Simplified: Thousands of people in Sioux Falls – primarily immigrants and refugees – speak either limited English or none at all. Local nonprofits are helping, but City Councilor Janet Brekke is asking the city to take a closer look at how it might expand the services available.
Why it matters
- The latest data shows more than 3,300 adults in Sioux Falls speak either limited English or none at all, according to information presented to the City Council Tuesday by Tim Jurgens, director of LSS' Center for New Americans.
- The vast majority – upwards of 90 percent – of the people Jurgens said the center serves speak English at a level between Kindergarten and second grade.
- Brekke, who asked Jurgens to present to the council, said she wants to see more resources for these adults to learn English as a way to advance their career trajectory.

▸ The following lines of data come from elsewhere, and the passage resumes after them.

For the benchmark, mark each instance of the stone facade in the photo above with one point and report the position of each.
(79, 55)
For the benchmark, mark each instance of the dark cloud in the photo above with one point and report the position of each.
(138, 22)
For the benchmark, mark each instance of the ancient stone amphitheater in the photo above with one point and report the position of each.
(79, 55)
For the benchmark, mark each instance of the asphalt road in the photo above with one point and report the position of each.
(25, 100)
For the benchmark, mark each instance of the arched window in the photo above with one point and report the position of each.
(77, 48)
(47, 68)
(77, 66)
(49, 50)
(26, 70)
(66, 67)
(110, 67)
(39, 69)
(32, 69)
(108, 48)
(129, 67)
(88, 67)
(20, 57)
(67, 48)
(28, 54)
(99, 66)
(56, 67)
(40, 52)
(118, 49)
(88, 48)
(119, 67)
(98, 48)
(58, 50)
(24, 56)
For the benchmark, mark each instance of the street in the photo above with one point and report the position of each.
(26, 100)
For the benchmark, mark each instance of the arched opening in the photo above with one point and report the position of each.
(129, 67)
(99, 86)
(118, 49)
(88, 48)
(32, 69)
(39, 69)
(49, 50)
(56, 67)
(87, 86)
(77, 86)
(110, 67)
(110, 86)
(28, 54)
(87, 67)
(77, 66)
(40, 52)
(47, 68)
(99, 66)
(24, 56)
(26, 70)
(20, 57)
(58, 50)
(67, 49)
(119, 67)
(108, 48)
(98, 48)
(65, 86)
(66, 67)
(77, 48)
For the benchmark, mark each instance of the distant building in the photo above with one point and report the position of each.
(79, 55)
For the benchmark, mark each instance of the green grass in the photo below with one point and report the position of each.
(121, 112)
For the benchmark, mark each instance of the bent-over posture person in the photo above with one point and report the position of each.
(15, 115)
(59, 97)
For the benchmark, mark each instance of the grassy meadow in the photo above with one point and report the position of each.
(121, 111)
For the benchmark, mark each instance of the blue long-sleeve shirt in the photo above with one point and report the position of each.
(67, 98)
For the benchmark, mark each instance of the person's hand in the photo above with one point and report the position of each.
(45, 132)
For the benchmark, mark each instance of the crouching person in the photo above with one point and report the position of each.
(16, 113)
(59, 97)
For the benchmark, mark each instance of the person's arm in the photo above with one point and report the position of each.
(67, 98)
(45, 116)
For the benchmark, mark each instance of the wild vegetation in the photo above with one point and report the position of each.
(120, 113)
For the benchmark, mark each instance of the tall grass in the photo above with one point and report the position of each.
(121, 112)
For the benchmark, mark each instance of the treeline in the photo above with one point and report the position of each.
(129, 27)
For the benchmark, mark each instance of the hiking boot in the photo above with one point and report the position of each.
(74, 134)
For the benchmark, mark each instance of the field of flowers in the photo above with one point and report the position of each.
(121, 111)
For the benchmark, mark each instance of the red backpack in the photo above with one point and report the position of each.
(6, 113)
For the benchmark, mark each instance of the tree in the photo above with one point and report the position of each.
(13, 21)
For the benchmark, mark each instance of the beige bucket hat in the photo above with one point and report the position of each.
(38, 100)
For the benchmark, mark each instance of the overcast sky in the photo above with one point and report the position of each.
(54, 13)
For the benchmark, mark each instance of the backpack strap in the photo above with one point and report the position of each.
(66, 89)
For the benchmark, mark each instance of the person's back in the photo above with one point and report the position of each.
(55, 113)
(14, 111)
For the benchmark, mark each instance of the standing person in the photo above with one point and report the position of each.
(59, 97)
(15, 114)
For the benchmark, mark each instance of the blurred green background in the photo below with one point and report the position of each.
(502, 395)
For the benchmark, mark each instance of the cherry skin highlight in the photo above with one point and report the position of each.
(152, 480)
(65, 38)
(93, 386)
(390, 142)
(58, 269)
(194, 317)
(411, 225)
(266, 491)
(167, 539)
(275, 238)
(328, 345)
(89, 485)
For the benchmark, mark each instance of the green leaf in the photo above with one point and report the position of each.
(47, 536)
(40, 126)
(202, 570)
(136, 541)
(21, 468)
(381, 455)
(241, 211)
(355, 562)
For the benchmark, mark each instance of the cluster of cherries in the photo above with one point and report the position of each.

"We need to do the kinds of things that not only get them up and running with those labor jobs, but put them in a position where, over time, they can work into a better job," Brekke said. "And I think English language is a huge stepping stone to that."
What are the obstacles preventing people from learning English now?
LSS receives federal funding for English education based on the number of refugees taken in by the state. But as the number of refugees dropped dramatically in recent years, so too has the funding, Jurgens said.
- That's resulted in a 30 percent reduction in the number of English classes available through LSS, he added.
There are also obstacles for the people looking to take the ESL (English as a second language) classes. These include:
- Child care
- Time (i.e. classes conflict with work schedules).
What could be done to help?
One of the options on the table for LSS is looking to partner with businesses so ESL classes can be provided by employers.
LSS is also exploring expanding class times, making some classes available online, or a hybrid of online and in-person, Jurgens said.
What is the city's involvement?
Right now, there isn't a specific proposal for city funding on the table.
The city has in the past given money to Southeast Technical Institute to help fund English classes as part of training for carpentry and other skilled labor jobs, Brekke said.
She's hoping some city funding could help LSS do more to go out and bring English classes to the folks who need it, and give them the resources needed to help build partnerships with businesses.
What happens next?
Because the council meeting was information-only, there's no specific next steps.
If Brekke or any other councilor wants to pursue allocating city funding to expand access to English classes, it would take a measure brought before the whole council.